Are cryptocurrencies sorcery? Maybe the real magic is in blockchain

20 January, 2018
Are cryptocurrencies sorcery? Maybe the real magic is in blockchain
Will the City of London really survive Brexit by becoming the world’s cryptocurrency center? Perhaps. Can bitcoin get through its current cliff-fall crash? Possibly. Is blockchain going to transform our working world? Probably.

Today’s enigmatic hype-fuelled gold-rush world of blockchain, computer cryptography and cryptocurrencies raises many questions but supplies tantalizingly few clear answers in return. One certainty – and it is too early to know if this is important, sad or absolutely hilarious – is that never before has humanity been so interested in a database.

The British writer, scientist and futurist Arthur C. Clarke said that any truly advanced technology, when first seen by the public, is indistinguishable from magic. Blockchain, which is only ten years old and, at face value, a data network, does seem to go a long way toward proving that.

According to its growing legion of devotees, blockchain’s links to the current cryptocurrency boom are a temporary distraction. It might be the software driver behind the crypto bubble.

But the real magic, they say, lies with blockchain’s data not being held in one central location but across hundreds, thousands or even millions of computers, in an environment that is supposedly secure, unalterable and easily verifiable.

This, goes the mantra, makes blockchain an agent of decentralization of the sort that will make today’s legion of go-betweens – be they bankers, property agents or even online social networks like Facebook – unnecessary, thereby revolutionizing the way we interact commercially and socially.

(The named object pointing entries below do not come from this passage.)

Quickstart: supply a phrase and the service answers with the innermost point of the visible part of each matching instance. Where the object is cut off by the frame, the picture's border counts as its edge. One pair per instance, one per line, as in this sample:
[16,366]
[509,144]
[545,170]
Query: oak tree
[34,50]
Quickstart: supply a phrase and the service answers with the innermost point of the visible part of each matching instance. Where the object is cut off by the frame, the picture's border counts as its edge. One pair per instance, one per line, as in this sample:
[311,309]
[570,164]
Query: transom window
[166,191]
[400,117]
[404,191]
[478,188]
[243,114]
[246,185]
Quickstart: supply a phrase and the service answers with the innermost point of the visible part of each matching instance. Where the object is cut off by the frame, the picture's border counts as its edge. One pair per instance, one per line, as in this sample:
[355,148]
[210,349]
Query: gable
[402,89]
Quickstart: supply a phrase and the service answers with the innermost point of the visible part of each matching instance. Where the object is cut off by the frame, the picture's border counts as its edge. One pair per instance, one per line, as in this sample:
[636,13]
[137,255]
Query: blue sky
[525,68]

As the author and media theorist Steven Johnson grandly wrote in last week’s New York Times Magazine, “the blockchain idea offers a tantalizing possibility for those who would like to distribute wealth more equitably and break up the cartels of the digital age.”

Others, less enthusiastic, say it will be transformative, certainly, but not so much in terms of societal game-changing. Blockchain, they say, will merely update that altogether more prosaic world of accounting.

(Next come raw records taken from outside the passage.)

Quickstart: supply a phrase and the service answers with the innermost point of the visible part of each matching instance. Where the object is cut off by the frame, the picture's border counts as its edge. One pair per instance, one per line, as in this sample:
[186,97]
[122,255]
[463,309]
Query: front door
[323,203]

The truth lies with time but it has to be said that blockchain’s detractors are very much in a small, and seemingly diminishing, minority. And the fact that blockchain is rapidly entering the mainstream is clear. The serious, big-player news stories now appearing almost by the hour show that blockchain’s murky past as the software driver of bitcoin – in the days when the Big Daddy of cryptocurrencies was purported to be the trade token of choice for anonymity-seeking, dark web-loitering gangsters – is very much over. The question now is not if blockchain will enter the mainstream but how.

In the past week alone, Shell announced it had invested in an energy focussed blockchain startup, Kodak launched a blockchain-driven images rights partnership with London photo agency Wenn Media (and, as a fitting sign of the times, doubled its stock in doing so), and IBM and shipping giant Maersk formed a joint venture that will use blockchain to track cargo movements. And seemingly, this month at least, the more positive blockchain news that comes out, the quicker the values of cryptocurrencies crash downwards.

Yet in amongst all this big money earnestness, there is still plenty of crypto-weirdness. Like the story that said a crash last week that caused the cryptocurrency market to lose something like US$100 billion in a day, was caused not by the clampdowns by Chinese or South Korean regulators or by Warren Buffet’s negativity but because of a video posted on YouTube claiming bitcoin was created by aliens. Well, of course.

And there is still the crypto-ridiculous. Last week there was a story about Jesus Coin, which “unlike morally bereft cryptocurrencies … has the unique advantage of providing global access to Jesus that’s safer and faster than ever before.” It was meant to be a parody of the crypto industry but is now actually attracting investors. Go figure.

There is also the scary. Like the news that bitcoin’s huge energy usage – caused by its complex mathematical problem-solving “mining” component – will now soon use more energy than all of New Zealand or Hungary (and that this has caused big crypto mining operations in China and Russia to situate themselves right next to power stations).

Or the story that says China’s current crackdown on crypto is not just about energy usage but actually because many of the schemes are, pure and simple, good old-fashioned Ponzi scams.

But, in this world of addictive uncertainty, the real point is probably that the weird and the funny and the scary … all relate to stories about the currencies. The positives sit very much with the blockchain. So is that where the future magic lies? Possibly. Will that future be paid for in cash? Probably.